When the Senate on Friday — in the most partisan impeachment trial in the nation’s history — voted against calling more witnesses, Senate ...
When the Senate on Friday — in the most partisan impeachment trial in the nation’s history — voted against calling more witnesses, Senate Minority Leader Chuck Schumer did what he always does: Scold Americans.
“To not allow witnesses or documents in an impeachment trial is a grand tragedy, one of the worst tragedies that the Senate has ever overcome. America will remember this day — a day when the United Senate did not live up to its responsibilities, turned away from truth and instead went along with a sham trial. If the president is acquitted with no witnesses, no documents, any acquittal will have no value because Americans will know that this trial was not a real trial. It’s a tragedy on a very large scale,” the New York Democrat said.
But of course it was nothing like that. It was the Democrats who had perpetrated the great “sham trial,” and it was a glorious victory for the Founders when the austere body voted to put an end to the purely political circus.
On the final day of debate, the Democrats debuted a whole new strategy: Call for a suspension of the trial, a break, to give them time to collect more evidence. The dribs and drabs of supposed scandal from Trump-hating former National Security Adviser John Bolton’s unpublished book, flowing from the New York Times manuscript — in a coordinated effort with Democrats, of course — had dried up, so they really had nothing.
“We propose we suspend the trial for one week and that during that time, you go back to business as usual,” Rep. Zoe Lofgren (D-CA), one of the House impeachment managers, told senators. “While the trial is suspended, we’ll take witness depositions, review the documents that are provided at your direction. The four witnesses you should hear from are readily available, Ambassador Bolton has already said he will appear.”

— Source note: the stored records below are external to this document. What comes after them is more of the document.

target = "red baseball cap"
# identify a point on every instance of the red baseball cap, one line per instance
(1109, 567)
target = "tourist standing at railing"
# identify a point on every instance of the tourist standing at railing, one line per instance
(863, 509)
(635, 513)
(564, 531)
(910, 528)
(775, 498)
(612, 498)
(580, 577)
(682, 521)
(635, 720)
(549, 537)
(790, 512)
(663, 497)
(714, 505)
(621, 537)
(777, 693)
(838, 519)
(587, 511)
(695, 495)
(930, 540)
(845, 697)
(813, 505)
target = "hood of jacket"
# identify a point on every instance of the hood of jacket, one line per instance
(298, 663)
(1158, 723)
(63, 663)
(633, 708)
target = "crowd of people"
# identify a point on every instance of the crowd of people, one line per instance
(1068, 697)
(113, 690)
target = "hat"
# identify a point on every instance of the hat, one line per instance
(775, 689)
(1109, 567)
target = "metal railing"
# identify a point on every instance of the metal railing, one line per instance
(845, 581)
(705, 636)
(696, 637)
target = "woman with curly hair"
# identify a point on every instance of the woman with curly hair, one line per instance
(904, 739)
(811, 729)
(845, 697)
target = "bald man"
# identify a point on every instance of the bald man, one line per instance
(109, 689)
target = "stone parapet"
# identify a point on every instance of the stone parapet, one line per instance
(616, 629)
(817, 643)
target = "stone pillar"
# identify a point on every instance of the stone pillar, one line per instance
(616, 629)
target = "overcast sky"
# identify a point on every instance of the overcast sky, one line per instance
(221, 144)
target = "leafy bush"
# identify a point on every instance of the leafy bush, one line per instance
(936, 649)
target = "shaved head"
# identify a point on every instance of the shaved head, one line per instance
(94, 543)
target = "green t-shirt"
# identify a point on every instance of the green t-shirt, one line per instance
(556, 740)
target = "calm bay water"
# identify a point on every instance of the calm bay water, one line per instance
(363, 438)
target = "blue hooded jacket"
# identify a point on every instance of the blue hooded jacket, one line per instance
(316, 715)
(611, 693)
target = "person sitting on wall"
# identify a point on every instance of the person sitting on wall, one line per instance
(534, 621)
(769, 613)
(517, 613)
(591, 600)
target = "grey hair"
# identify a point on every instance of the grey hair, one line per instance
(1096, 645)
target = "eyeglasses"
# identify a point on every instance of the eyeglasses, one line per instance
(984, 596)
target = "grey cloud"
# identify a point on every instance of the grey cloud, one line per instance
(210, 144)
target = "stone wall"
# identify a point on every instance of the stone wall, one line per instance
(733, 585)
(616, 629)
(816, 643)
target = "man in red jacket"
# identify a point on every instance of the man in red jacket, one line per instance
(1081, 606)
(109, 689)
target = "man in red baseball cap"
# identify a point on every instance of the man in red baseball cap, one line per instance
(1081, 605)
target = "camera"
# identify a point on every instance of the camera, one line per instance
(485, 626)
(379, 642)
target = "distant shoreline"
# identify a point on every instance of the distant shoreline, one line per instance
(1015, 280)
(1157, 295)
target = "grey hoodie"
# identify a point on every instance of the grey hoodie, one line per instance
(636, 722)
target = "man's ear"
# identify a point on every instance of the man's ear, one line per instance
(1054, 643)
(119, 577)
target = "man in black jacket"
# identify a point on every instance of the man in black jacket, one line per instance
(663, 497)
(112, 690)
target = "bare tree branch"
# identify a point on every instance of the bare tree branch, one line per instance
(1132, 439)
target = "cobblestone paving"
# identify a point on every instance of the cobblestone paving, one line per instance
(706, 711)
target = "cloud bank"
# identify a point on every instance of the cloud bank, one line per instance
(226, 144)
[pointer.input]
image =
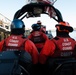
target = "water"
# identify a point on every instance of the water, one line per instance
(72, 34)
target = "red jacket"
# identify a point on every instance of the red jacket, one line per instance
(61, 47)
(15, 42)
(38, 38)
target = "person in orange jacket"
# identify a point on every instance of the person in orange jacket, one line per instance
(17, 41)
(60, 46)
(38, 37)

The Democrats were serious. They were asking for the entire proceeding to be shut down so they could go gather more evidence — the evidence they were supposed to have gathered during the impeachment inquiry and hearings in the House. In the case of a criminal trial, that would have been like the prosecution telling the judge, “Your honor, we didn’t do a good job preparing for this case and we don’t have any evidence, so can we get a week to go dig some up?”
Absurd.
As House impeachment managers argued again and again that Senate Republicans wanted to conduct the trial against President Donald Trump without witnesses or evidentiary documents, Trump’s deputy White House counsel Patrick Philbin eviscerated them, saying they’d presented a case that stemmed from “a half baked, slap-dash process.” And he noted that the House impeachment investigation included 17 witnesses whose testimony was provided to the Senate — 192 clips of which were played in the Senate — as well as 28,000 pages of documents.

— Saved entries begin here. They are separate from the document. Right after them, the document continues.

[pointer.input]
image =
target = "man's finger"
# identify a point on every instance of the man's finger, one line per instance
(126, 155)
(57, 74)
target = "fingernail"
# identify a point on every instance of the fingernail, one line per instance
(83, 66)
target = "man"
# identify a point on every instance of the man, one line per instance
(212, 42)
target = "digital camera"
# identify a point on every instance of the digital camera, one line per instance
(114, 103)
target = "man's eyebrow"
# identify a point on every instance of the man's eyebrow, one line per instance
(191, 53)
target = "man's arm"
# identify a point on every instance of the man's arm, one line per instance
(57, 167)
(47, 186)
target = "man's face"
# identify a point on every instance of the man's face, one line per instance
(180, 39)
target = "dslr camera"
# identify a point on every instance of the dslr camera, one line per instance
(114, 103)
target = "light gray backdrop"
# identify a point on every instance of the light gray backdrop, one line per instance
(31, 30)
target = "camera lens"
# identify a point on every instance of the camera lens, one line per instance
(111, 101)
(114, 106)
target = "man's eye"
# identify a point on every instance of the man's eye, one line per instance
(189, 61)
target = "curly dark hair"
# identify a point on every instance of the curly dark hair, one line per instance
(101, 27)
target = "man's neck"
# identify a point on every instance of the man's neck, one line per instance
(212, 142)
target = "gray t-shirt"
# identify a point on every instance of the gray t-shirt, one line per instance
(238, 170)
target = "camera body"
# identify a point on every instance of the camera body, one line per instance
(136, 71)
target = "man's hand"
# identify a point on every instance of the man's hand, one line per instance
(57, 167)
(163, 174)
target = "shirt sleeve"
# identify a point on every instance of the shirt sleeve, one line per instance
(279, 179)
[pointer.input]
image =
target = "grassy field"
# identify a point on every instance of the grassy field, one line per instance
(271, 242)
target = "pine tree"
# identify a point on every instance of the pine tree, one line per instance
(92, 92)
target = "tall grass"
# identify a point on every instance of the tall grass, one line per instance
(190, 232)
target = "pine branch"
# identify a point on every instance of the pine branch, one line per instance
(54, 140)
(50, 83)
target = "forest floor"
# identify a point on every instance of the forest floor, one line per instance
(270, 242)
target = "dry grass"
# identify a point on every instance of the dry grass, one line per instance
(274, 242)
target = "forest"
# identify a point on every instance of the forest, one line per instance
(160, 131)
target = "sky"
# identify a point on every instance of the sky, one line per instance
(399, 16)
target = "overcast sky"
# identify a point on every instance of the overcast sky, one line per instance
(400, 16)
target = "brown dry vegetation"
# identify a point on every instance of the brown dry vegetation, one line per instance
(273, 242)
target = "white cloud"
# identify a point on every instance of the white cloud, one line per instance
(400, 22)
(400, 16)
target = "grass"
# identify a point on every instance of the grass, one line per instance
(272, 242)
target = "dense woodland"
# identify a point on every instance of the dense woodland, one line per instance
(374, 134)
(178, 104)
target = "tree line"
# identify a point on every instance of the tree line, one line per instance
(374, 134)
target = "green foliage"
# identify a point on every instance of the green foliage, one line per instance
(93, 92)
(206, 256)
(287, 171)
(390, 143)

“We heard from a lot of witnesses in the proceedings so far,” Philbin said. “You’ve got all of those transcripts, so you can see those witnesses’ testimony there. You’ve got a lot of evidence already.”
“But there’s another principle that they overlook when they say, ‘Well, if you’re going to have a trial there just have to be witnesses,’ as if the most ordinary thing is that you get to trial and then start subpoenaing new witnesses and documents. That’s not true, either,” Philbin said.

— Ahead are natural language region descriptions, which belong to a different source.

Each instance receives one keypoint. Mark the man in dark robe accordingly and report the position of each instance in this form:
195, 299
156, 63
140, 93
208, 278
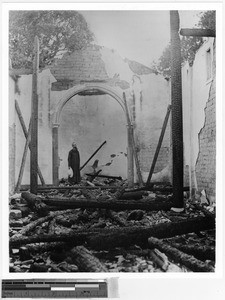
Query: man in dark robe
74, 164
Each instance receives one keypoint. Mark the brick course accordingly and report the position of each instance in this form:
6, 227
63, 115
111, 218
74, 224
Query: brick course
206, 162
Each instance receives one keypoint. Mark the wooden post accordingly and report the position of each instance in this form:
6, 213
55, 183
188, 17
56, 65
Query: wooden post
34, 122
55, 154
25, 132
159, 145
177, 120
130, 158
133, 143
18, 184
92, 155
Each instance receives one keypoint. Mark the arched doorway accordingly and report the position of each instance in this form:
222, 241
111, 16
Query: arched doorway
102, 88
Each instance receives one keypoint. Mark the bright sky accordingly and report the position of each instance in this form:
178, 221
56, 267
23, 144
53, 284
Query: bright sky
137, 35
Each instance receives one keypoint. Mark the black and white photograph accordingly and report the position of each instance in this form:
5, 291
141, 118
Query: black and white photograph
112, 141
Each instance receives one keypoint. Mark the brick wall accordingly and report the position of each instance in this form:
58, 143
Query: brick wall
206, 162
77, 67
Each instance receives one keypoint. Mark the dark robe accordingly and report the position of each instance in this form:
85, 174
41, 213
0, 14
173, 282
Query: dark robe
74, 163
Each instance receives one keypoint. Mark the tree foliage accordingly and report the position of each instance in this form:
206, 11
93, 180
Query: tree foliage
56, 30
189, 45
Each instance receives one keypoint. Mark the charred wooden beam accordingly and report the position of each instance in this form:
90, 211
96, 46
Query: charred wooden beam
158, 145
198, 32
201, 252
177, 119
86, 261
29, 227
104, 176
180, 257
114, 204
93, 176
44, 247
34, 121
25, 132
119, 237
92, 155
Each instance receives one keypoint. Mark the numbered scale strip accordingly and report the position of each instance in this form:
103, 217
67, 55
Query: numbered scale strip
54, 288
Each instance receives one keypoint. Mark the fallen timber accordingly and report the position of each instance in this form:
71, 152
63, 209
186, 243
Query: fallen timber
114, 204
201, 252
180, 257
34, 224
104, 176
153, 187
119, 237
85, 260
63, 203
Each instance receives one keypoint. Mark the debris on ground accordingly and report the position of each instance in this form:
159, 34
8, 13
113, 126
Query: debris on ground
40, 231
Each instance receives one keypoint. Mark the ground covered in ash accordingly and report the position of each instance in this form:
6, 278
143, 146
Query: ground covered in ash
60, 256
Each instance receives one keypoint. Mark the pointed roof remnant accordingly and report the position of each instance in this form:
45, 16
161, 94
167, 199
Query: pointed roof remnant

“In the regular courts, the way things work is you’ve got to do a lot of work preparing a trial, called discovery, to find out about witnesses and depose them and find out about documents before you get to trial. You can’t show up the day of trial and say, ‘Oh, your honor, we’re actually not ready, we didn’t subpoena John Bolton, or witness X or witness Y. And now we want to subpoena that witness, now we want to do discovery.
Then Philbin tied it all together.
“To show up not having done the work and to expect that work to be done in the Senate, by this body, has grave consequences for the institutional interests for this body and it sets a precedent … for the Senate and the House,” the lawyer said on the Senate floor. “[The House] did a process that wasn’t fair,” Philbin said. “They did a process that was arbitrary, that arbitrarily denied the president rights. They did a process that wouldn’t allow witnesses, and then they came here on the first night … and in very belligerent terms, said to the members of this body, ‘You’re on trial. It will be treachery if you don’t do what the House managers say.’ That’s not right.”
House Democrats refused to allow Trump to call witnesses of his own or to cross-examine witnesses called by Democrats. They also didn’t bother going to court to force other witnesses to testify — they decided to simply rush the process to the Senate, then demand that the higher chamber do their bidding.
It didn’t work that way, and the Founding Fathers must be happy about that. Not only did Trump win, but the American people — and the Constitution — won bigly, too.